Limitations of this study involve those inherent in obtaining a convenience study sample. This limitation is difficult to control for in the remote, ultramarathon setting where athletes do not typically wish to participate in any kind of extraneous activities that may slow their competitive intents. The race physician who was queried by the survey was also the treating physician, which may introduce some ascertainment bias. Finally, because no athletes had any serious illness we cannot assess the utility of this tool in more critically ill athletes; however, this was not our intent and should not be the proposed target of the use of this tool.

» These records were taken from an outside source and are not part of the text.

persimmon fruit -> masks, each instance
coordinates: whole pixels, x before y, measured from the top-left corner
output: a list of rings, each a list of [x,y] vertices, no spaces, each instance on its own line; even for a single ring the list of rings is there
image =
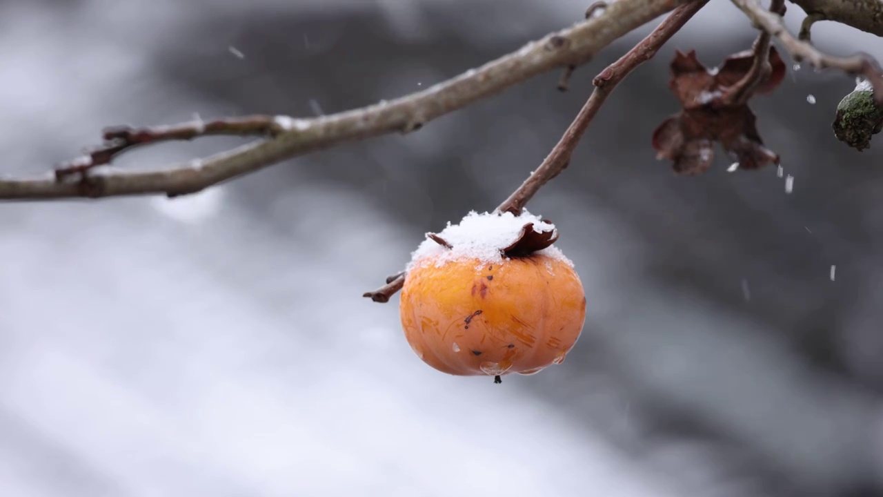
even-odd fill
[[[470,212],[414,252],[399,312],[414,353],[457,376],[533,374],[560,364],[585,319],[557,230],[523,213]]]

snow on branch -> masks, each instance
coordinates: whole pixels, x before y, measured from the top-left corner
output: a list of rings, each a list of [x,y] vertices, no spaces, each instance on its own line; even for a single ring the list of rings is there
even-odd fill
[[[752,23],[778,39],[795,62],[805,60],[819,70],[838,69],[848,74],[862,76],[873,87],[877,102],[883,103],[883,75],[879,65],[872,57],[864,54],[841,57],[822,53],[810,42],[791,34],[785,27],[781,15],[767,11],[758,0],[732,1]]]
[[[426,123],[529,78],[578,65],[633,29],[689,0],[618,0],[603,12],[527,43],[520,50],[426,90],[361,109],[313,119],[258,116],[192,122],[156,128],[111,128],[104,146],[53,174],[0,178],[0,200],[164,194],[176,196],[258,171],[291,157],[390,133],[410,133]],[[207,134],[268,138],[189,164],[147,171],[110,167],[111,159],[136,146]],[[96,168],[97,165],[103,167]]]
[[[683,27],[683,25],[707,2],[708,0],[700,0],[678,7],[628,53],[596,76],[592,80],[594,90],[583,108],[580,109],[579,113],[577,114],[576,119],[564,131],[561,140],[552,149],[543,163],[540,164],[540,167],[531,172],[527,180],[497,207],[496,211],[499,213],[510,212],[516,216],[520,215],[525,204],[540,191],[540,188],[561,173],[570,164],[570,157],[573,155],[577,144],[579,143],[580,138],[616,85],[638,65],[653,58],[660,47]],[[430,235],[432,233],[427,234],[427,236]],[[402,289],[406,276],[404,271],[390,276],[387,278],[386,285],[376,290],[366,292],[363,296],[377,302],[389,302],[389,298]]]

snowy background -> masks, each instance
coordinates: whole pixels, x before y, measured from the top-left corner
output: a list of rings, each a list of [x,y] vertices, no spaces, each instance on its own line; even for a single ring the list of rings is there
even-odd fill
[[[0,172],[45,172],[107,125],[399,96],[586,4],[3,0]],[[857,153],[830,128],[853,81],[804,68],[754,102],[789,195],[722,155],[674,178],[649,146],[677,108],[673,50],[714,65],[753,39],[723,0],[617,88],[531,204],[588,298],[564,364],[449,377],[411,351],[397,298],[361,298],[425,232],[505,198],[648,29],[570,93],[549,73],[198,195],[0,206],[0,495],[883,495],[881,144]],[[813,39],[883,57],[831,23]]]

This novel EAG score was developed in an attempt to provide researchers and clinicians with a tool to quantify the severity of this illness and response to therapy. To our knowledge no clinical trials have been conducted assessing the several treatments available for EAG. Further study is needed to determine if this questionnaire is valid, but our development of a scoring system to quantify largely subjective symptoms in an austere environment is not without precedent. For example, the Lake Louise Criteria for Acute Mountain Sickness were developed by expert consensus  and then trialed in the field to validate [29–31]. Our hope is that this expert-derived scoring system could derive further validation from future field use. One such immediate use would be to quantify symptoms in order to assess the effectiveness of medication-based interventions during races.
A simple Likert scale of the severity of nausea and loss of appetite seems to provide a useful tool for measuring the severity of exercise-associated gastroparesis in endurance athletes. Further research efforts focusing on this clinical syndrome may benefit from a numeric scoring system as described in this novel exercise-associated gastroparesis severity scale.
The authors declare that they have no competing interests.